Thursday, October 25, 2012

Did Somebody Say…Inflation?

With every stimulus, Obama has been redistributing Federal Tax Dollars without goods or services being returned, thus lowering the value of each dollar spent by someone who didn’t “earn” it.
What does that mean in a stagnant economy? Well, if you don’t get a raise, or make more money, you actually made less. Inflation is the biggest hidden tax that no one understands. Wait. Strike that. A lot of conservatives understand it.

So how does the almighty government solve this problem? Raise the minimum wage, of course. Or tax all of the evil, greedy rich people since they have all of our money. (Right??)
This sounds okay in theory (to a liberal), except that when you sweep a floor for $8 an hour (or whatever fair market value for a good floor sweeper is) and all of the sudden the government deems that job to be worth $10 an hour, that further inflates the actual value of the job or task being performed.
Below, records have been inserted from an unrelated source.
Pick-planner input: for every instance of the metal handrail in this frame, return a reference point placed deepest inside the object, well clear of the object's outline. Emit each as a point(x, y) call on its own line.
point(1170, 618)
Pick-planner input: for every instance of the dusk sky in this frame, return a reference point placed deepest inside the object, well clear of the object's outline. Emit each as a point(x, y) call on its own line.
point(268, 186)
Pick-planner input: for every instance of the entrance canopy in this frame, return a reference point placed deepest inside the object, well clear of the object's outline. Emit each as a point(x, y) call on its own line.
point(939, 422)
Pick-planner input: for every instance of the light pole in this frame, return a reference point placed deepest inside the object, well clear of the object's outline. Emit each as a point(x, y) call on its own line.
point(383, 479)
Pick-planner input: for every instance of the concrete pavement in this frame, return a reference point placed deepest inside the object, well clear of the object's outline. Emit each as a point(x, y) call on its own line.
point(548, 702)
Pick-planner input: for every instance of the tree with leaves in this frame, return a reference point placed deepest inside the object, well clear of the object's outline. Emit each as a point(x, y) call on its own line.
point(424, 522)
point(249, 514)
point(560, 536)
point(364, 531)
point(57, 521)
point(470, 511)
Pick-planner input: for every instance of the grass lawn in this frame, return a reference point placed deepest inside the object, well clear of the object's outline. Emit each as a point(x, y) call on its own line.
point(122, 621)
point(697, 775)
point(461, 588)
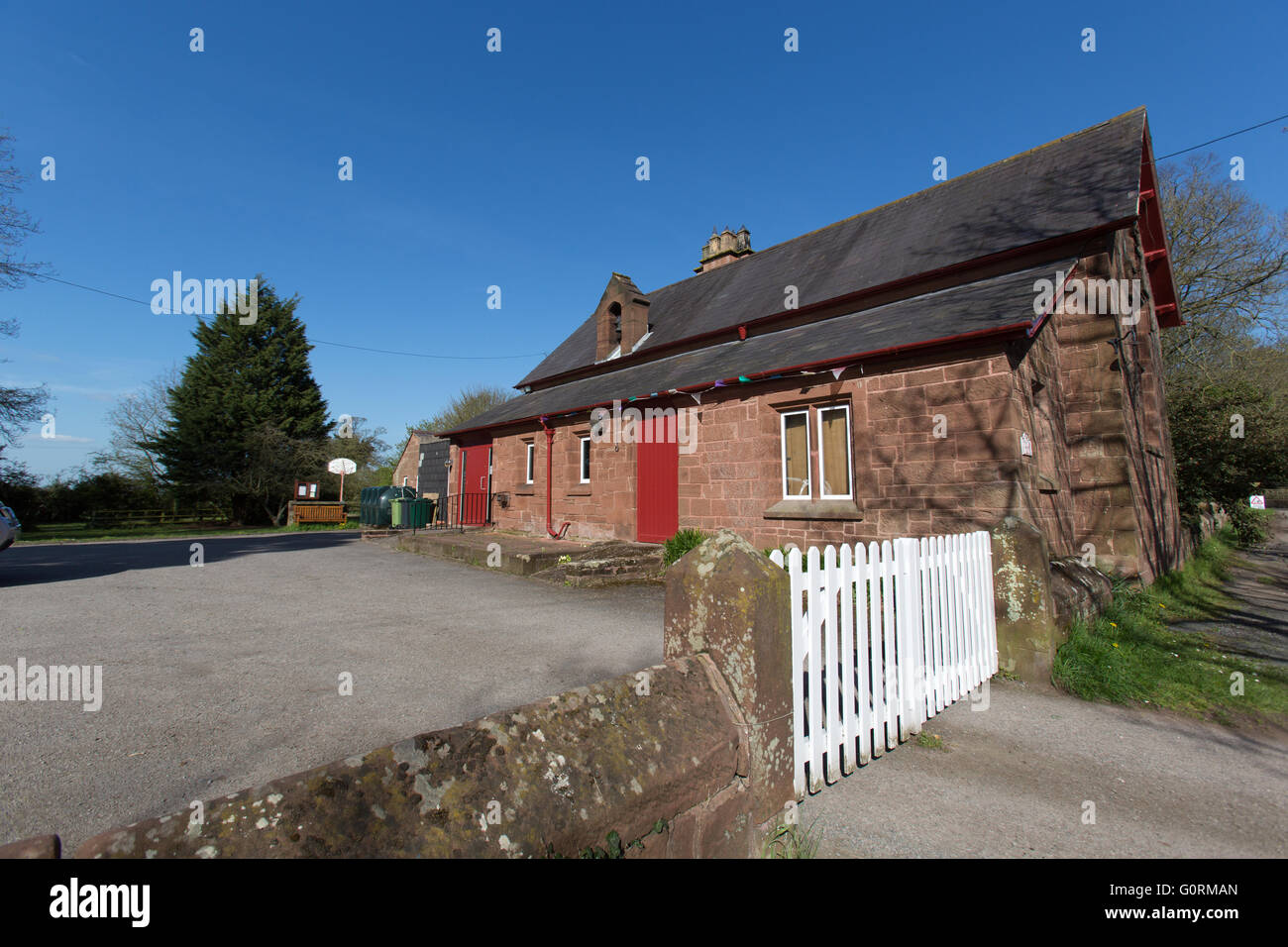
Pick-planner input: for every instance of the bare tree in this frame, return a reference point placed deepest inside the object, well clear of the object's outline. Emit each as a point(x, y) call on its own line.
point(469, 403)
point(18, 406)
point(137, 421)
point(1231, 263)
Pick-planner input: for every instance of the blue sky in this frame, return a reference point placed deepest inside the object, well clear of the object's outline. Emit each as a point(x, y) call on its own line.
point(518, 167)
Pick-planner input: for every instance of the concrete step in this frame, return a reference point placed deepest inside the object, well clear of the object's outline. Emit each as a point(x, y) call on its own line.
point(608, 564)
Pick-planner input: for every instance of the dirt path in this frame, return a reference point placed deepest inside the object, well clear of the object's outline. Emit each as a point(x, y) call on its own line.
point(1017, 779)
point(1258, 628)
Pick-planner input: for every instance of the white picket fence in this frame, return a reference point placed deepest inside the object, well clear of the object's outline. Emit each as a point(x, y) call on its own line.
point(883, 639)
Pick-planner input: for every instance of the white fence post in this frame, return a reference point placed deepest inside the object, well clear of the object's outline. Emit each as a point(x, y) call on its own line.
point(883, 639)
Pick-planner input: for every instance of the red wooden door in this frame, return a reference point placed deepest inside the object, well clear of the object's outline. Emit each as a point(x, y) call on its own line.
point(657, 482)
point(476, 478)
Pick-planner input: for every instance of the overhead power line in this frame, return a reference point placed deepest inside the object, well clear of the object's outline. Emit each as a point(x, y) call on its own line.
point(1222, 138)
point(314, 342)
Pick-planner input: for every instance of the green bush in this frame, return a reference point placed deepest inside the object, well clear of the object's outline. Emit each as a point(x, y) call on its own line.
point(1250, 527)
point(682, 543)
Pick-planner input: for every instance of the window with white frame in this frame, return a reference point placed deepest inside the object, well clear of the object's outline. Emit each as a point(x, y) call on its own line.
point(795, 428)
point(835, 476)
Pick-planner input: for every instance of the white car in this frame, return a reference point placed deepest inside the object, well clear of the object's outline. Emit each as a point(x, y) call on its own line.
point(9, 527)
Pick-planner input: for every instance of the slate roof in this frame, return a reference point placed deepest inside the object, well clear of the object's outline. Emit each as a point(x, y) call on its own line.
point(1076, 183)
point(1003, 302)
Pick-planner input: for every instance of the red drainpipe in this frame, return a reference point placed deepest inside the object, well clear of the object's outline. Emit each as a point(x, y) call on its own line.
point(550, 440)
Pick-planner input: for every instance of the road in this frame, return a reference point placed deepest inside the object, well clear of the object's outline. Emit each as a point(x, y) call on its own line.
point(227, 676)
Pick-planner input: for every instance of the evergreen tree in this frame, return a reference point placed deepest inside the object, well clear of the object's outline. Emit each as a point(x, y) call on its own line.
point(245, 386)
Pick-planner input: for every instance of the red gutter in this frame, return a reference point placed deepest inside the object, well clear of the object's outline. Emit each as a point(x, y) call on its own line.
point(550, 440)
point(1016, 330)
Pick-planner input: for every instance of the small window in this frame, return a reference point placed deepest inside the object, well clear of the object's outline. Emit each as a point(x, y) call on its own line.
point(797, 484)
point(833, 453)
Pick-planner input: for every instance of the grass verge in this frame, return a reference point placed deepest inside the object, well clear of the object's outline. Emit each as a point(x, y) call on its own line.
point(1129, 655)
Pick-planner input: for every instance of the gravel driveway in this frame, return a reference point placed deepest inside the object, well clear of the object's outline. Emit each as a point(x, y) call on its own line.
point(223, 677)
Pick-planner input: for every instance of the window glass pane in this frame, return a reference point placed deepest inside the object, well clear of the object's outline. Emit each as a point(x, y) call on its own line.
point(797, 455)
point(835, 453)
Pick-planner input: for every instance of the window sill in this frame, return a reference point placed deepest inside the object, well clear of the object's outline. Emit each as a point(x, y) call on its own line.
point(814, 509)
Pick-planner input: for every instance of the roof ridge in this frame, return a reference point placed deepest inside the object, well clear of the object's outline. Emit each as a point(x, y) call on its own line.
point(917, 193)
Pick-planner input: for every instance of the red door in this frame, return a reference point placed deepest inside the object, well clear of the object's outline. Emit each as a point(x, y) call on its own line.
point(476, 476)
point(657, 484)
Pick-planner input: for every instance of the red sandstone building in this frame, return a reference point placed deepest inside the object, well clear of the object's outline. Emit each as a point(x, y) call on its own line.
point(905, 371)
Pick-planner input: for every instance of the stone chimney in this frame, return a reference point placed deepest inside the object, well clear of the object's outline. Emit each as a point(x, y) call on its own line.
point(724, 248)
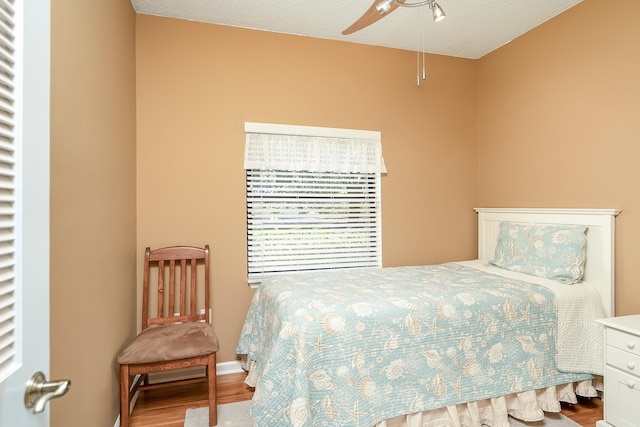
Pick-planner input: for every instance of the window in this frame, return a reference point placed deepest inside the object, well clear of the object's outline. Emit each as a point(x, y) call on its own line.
point(313, 199)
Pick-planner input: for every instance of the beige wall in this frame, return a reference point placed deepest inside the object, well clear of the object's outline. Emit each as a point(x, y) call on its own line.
point(93, 211)
point(559, 113)
point(199, 83)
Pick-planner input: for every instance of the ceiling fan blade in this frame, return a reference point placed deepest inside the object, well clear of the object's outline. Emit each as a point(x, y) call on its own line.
point(369, 17)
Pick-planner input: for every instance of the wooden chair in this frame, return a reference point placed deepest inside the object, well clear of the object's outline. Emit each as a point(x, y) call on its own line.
point(176, 333)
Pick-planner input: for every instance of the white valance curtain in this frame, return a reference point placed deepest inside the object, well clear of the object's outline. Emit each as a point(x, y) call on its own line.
point(312, 149)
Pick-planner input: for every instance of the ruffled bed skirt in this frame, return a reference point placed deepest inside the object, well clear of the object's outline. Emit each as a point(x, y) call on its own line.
point(525, 406)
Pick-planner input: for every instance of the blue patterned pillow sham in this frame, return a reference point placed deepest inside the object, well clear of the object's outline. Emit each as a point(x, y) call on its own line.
point(556, 252)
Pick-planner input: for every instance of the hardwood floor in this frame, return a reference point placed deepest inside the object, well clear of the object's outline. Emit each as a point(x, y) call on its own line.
point(165, 407)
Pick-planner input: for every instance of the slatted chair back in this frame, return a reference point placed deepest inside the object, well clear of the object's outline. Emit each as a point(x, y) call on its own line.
point(174, 279)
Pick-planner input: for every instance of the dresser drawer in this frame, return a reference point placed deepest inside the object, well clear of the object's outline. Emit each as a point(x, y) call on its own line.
point(623, 341)
point(623, 360)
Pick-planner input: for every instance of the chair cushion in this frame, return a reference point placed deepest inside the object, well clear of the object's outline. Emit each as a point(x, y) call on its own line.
point(170, 342)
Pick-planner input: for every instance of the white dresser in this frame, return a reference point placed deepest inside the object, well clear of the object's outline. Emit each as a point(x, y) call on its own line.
point(622, 372)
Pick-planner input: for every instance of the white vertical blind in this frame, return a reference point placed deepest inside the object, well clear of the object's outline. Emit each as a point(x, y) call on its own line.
point(7, 190)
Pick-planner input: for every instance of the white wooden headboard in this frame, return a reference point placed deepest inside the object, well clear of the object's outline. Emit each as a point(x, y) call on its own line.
point(600, 263)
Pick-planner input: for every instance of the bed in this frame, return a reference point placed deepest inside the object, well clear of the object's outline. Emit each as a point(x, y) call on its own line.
point(464, 343)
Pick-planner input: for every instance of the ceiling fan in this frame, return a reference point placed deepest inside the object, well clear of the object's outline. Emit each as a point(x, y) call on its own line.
point(381, 8)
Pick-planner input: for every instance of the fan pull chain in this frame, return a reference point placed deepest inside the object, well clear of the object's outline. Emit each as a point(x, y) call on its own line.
point(421, 50)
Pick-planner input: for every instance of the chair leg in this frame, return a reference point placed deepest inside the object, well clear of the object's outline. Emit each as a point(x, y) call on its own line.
point(124, 395)
point(212, 379)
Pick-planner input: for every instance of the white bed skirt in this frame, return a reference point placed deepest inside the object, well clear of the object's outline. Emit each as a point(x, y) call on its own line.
point(525, 406)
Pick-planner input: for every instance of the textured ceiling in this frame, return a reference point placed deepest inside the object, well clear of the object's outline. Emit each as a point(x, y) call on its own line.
point(472, 28)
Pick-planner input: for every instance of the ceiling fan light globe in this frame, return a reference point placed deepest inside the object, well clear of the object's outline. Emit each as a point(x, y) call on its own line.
point(384, 6)
point(437, 12)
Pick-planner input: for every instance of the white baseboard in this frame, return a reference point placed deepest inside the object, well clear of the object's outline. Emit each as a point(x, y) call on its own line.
point(223, 368)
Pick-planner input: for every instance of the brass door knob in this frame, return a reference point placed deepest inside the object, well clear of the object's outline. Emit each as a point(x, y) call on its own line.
point(39, 391)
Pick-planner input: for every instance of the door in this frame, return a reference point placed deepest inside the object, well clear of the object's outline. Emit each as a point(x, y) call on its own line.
point(31, 201)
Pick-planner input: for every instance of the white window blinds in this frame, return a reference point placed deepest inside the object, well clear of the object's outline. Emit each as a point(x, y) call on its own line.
point(7, 191)
point(313, 201)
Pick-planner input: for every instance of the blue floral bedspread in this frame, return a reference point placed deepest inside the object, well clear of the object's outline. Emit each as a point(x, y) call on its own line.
point(352, 348)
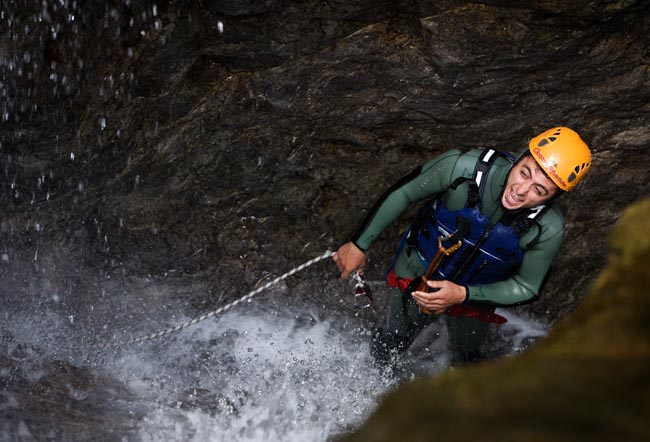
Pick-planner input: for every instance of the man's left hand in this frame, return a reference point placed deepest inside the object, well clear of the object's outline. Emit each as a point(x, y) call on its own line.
point(437, 301)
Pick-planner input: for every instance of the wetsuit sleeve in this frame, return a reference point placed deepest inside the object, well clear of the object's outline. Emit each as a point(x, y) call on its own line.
point(425, 181)
point(524, 286)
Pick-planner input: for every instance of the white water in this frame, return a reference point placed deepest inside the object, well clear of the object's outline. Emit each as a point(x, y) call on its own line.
point(258, 377)
point(251, 374)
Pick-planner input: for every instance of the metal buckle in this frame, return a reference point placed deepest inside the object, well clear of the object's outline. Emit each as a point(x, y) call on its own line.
point(362, 293)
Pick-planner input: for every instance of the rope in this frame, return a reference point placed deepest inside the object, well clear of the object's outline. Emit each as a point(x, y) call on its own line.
point(220, 310)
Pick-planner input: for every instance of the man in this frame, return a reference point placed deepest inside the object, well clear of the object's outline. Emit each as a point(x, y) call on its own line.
point(495, 221)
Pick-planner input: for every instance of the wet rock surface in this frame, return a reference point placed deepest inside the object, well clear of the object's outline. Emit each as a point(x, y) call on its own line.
point(160, 161)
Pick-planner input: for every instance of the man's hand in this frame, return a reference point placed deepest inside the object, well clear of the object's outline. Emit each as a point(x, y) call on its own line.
point(349, 258)
point(437, 301)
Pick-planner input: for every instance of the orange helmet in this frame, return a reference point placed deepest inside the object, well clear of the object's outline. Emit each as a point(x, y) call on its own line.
point(563, 155)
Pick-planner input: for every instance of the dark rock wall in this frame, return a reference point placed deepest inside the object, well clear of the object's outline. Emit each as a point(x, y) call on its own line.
point(228, 138)
point(586, 381)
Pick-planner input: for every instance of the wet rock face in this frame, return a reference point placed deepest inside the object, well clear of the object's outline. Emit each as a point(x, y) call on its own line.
point(547, 394)
point(227, 138)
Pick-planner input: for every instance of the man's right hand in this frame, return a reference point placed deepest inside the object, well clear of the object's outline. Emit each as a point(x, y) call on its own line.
point(349, 258)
It’s all in an effort to get votes. The left gets votes because they are better at making up hypothetical lies. You can’t prove them true or false.  Example: “Romney hates poor people.” (WHAT THE F***?!)
To put it in perspective, a gallon of gas is worth the exact same as it was 50 years ago. (I said “is worth,” not “costs.”) I could even speculate with modern technology that the price should have dropped. That is mind boggling to think of so I will use a more mind-friendly example. Computers. They are 100 times more powerful and 10,000 times less costly than they used to be. Think about it. In 1951, the UNIVAC I was sold by Remington Rand. They sold 46 machines at roughly $800,000 apiece. Here are the stats on that machine.

Speed: 1,905 operations per second
Input/output: magnetic tape, unityper, printer
Memory type: delay lines, magnetic tape
Technology: serial vacuum tubes, delay lines, magnetic tape
Size: 943 cubic feet
Shorter nerd translation: Slow, big, and expensive.

Now fast forward to today. You can buy an Android Netbook for about $100.
800×480 7-inch LCD, 128 MB DDR2 (up to 256 MB Optional)
1 GB SSD (up to 4 GB Optional)
ARM11 533 MHz 32bit CPU
Touchscreen
Shorter nerd translation: Fast, small, in-expensive

In 60 years, innovation has taken the cost of a computer from $800,000 to $100 while expanding the processing power, shrinking the size from a warehouse to your pocket, and enabling them to communicate (literally) through air to one another. So why do commodities cost more? The simple answer is Regulation, taxation, and inflation in an attempt to control the market to favor one or more people in a certain way.
$1.00 in 1913 would require $21.60 in 2007 in order to match value. That’s a 96% devaluation of our currency in 94 years.

Gas has not changed much, our engines have become better at burning it, our technology can get at it easier and cheaper than ever before. Other energy sources like Nat Gas are coming to light which will lower demand for oil. Yet the cost continues to rise.
Romney has hit the nail on the head when he preached, “Fair regulation in a free market with limited government intervention is best for Americas growth.”
Competition is a good thing! If I make a plunger and you open a company that makes a better one, I have to make an even better one at the same price (or cheaper) or risk going away into the ether. In the end, the guy buying the plunger wins. Our current tax code has been gifted an addition 13,000 pages of new regulations from Obamacare alone. How will taxing companies that compete to make cheaper more affordable healthcare, help patients get more affordable coverage? How about reasonable tort reform?
 



Romney’s plan is simple. (Which is probably why people don’t understand it.) Our economy, and the wealth in it, is not a finite number. Wealth can be created out of thin air. If I have something in abundance that you do not have and that you want, and you have something in abundance that I do not have and that I want, couldn’t we trade each other those things and BOTH be better off?
Take apart your iPhone (not literally). All of its components are not worth very much to you and me. Yet when Apple puts them together and writes software for it, I decide I’d rather have the phone than some money and Apple decides they’d rather have my money than another phone in stock. We are both richer in the transaction and therefore wealth is created.

This is how you can lower taxes and create more wealth, which in turn creates more tax revenue.
In short, you cannot entice growth and innovation by penalizing those who innovate and grow. Obama has effectively made becoming independently wealthy a bad thing.
I want to be rich. And I want to become rich the way Mitt Romney did. He should be on a freaking trading card. On the back it would say, “In America, hard work and determination can get you anything.”